Chapter 22: Growth Parameters as Growth Indices in Time-varying Environments: a Comparison among Four Approaches to Using the von Bertalanffy Growth Function

Ji X. He, Donald J. Stewart, and Lars G. Rudstam

doi: https://doi.org/10.47886/9781934874431.ch22

The growth rate of fish can be a useful indicator of environmental changes when fish growth is influenced by biotic environmental conditions such as prey and competitor abundances, and abiotic environmental conditions such as water temperature and clarity (Weisberg 1993; Rudstam et al. 1996). Fish growth in a given year, however, also depends on previous growth history because animal physiology is size dependent (Peters 1983). In practical applications, it is often difficult to separate year-specific environmental impacts on fish growth from the contribution of cohort-specific growth over time (Weisberg et al. 2010).

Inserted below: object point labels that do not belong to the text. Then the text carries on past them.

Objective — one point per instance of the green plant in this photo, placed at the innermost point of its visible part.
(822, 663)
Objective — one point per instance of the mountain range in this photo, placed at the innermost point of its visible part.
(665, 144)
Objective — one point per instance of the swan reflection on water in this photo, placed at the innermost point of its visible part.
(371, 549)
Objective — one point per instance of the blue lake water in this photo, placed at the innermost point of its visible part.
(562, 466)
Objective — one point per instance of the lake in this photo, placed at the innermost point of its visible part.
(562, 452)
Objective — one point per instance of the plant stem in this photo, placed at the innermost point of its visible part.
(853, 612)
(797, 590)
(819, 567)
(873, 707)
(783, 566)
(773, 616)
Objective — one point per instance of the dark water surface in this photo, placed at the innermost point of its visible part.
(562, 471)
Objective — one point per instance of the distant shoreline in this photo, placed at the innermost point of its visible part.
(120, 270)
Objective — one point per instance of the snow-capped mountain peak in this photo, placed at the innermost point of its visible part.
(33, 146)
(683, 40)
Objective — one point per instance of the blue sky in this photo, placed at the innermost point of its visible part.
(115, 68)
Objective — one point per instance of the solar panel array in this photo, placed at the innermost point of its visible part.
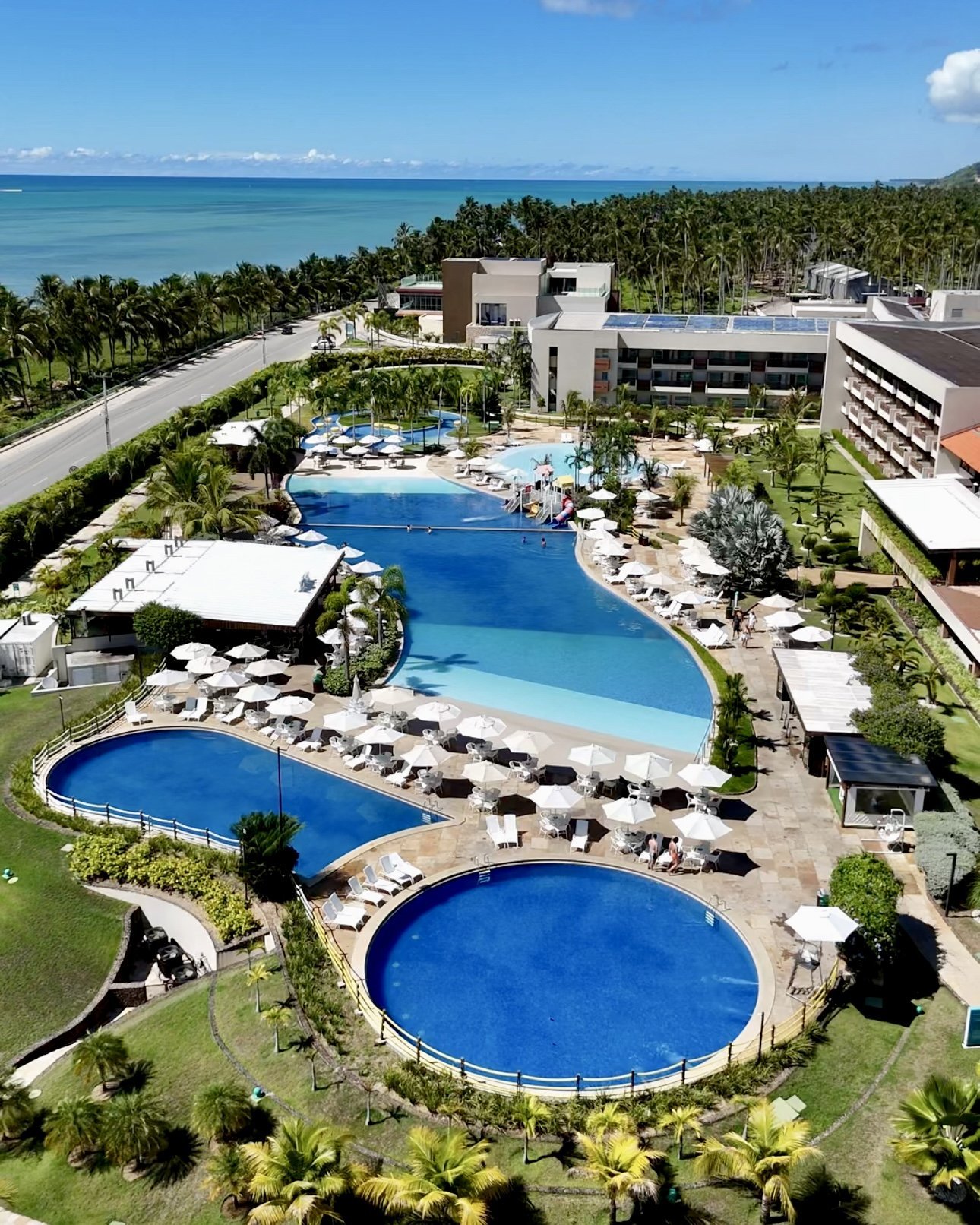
(783, 324)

A simple descriptive statistic such as an average annual length increment can be used as a growth index (Hile 1941; Forney 1965). An elaboration of this index is the year effect from general linear models that treat annual size increment at a given age as being the result of additive effects of the age and year (Weisberg 1993; Ostazeski and Spangler 2001; Coffin et al. 2003). Size affects growth, however, and the effect of past growth history on current growth are not included in these growth indices (Weisberg et al. 2010). Neither can these indices capture the situations where the environment has different effects on different sizes of fish, and time trends of size-at-age can differ among age classes (Forney 1965; He and Bence 2007). For example, annual growth of Oneida Lake Walleye Sander vitreus from 1944 to 2000 increased for age-0 and age-1 fish, did not change for fish of intermediate ages and decreased for older fish (He et al. 2005). A simple index of average growth across age groups cannot account for such patterns in fish growth over time.